The professor mentioned one Swedish development that has helped raise awareness – the 1.6 Million Club, an organisation founded by Alexandra Charles, a celebrity well-known in Sweden because she had opened, then run, the country’s first nightclub in the 60s and 70s.
In the late ‘90s, Alexandra Charles was shocked to learn that males and females received different medical treatment, that most medical understanding came from research generally carried out on males – often young and fit ones – and that this resulted in diseases and doses of medication based on the male body, not that of the female. ‘We want a society, where gender equality in medical education and research is the most important issue,’ she decided. Taking action, she founded her second, very different club in 1998, basing the name on the number of women over 45-years-old in her country. (Germany now has a similar organisation, but has more women in that age group: it is the 19.6 Million Club).
Today the 1.6 Million Club has around 20,000 members, and is seen, in political and medical circles, as a strong lobby for the improvement of conditions for women’s health and status.
Fund raising and women’s health education are numbered among its activities.
Apart from more research on women and the heart, and certainly more seminars on the subject, Professor Swahn said her hopes for the future include having ‘... an informed population – both doctors and people. Then they will question what doctors think. Even if typical symptoms are seen, cardiologists do not realise, because they are used to dealing with the male psyche. That has to change.’
Eva-Elisabeth Swahn MD PhD, Professor of Internal medicine and cardiology, and head of the Cardiology Department at the University Hospital, Heart Centre, Linköping, Sweden,
The professor studied medicine in Stockholm’s world-renowned Karolinska Institute.
She has written around 60 scientific publications, which have been published in well known international scientific journals (for example, including ‘The care of patients with cardiovascular diseases from a gender perspective’ published in The European Heart Journal [1998;19:1758-65]) and has authored book chapters focused on ischaemic heart disease.
Submitted peer-reviewed articles include: Female sex is an independent predictor of death and bleeding among fibrinolytic treated patients with AMI; results of the Global Utilisation of Streptokinase and Tissue plasminogen activator for Occluded coronary arteries - V trial. H Reynolds, M Farkouh, M Lincoff, A Hsu, E Swahn, Z Sadowski, J White, E Topol, J Hochman for the GUSTO V Investigators.
She is a recognised speaker at national and international cardiology congresses, and is a senior lecturer at post-graduate courses organised by the European Society of Cardiology (ESC).
Professor Swahn was also principal/assistant principal coordinator in the multi-centre studies RISC, TRIC, FRISC I&II and IRIS during the 80s-and 90s, which involved patients with unstable CAD. RISC and FRISC I&II, she points out, are landmark studies, internationally well known and often cited.

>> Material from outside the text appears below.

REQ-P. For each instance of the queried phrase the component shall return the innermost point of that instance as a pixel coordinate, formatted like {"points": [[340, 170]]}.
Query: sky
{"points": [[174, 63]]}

The IRIS-study has specifically dealt with women’s ischaemic heart disease from a diagnostic, pathogenetic and prognostic viewpoint.
She was national coordinator in a multi-centre, worldwide thrombolysis-study (GUSTO V), co-national coordinator in ASSENT 3 Plus, and principal investigator of the gender perspective in RIKS-HIA.
Significant also is her active part in starting the Linköping Female Medical Association, of which she was president for four years.
Professor Swahn has been President of the Swedish Society of Cardiology since 2004.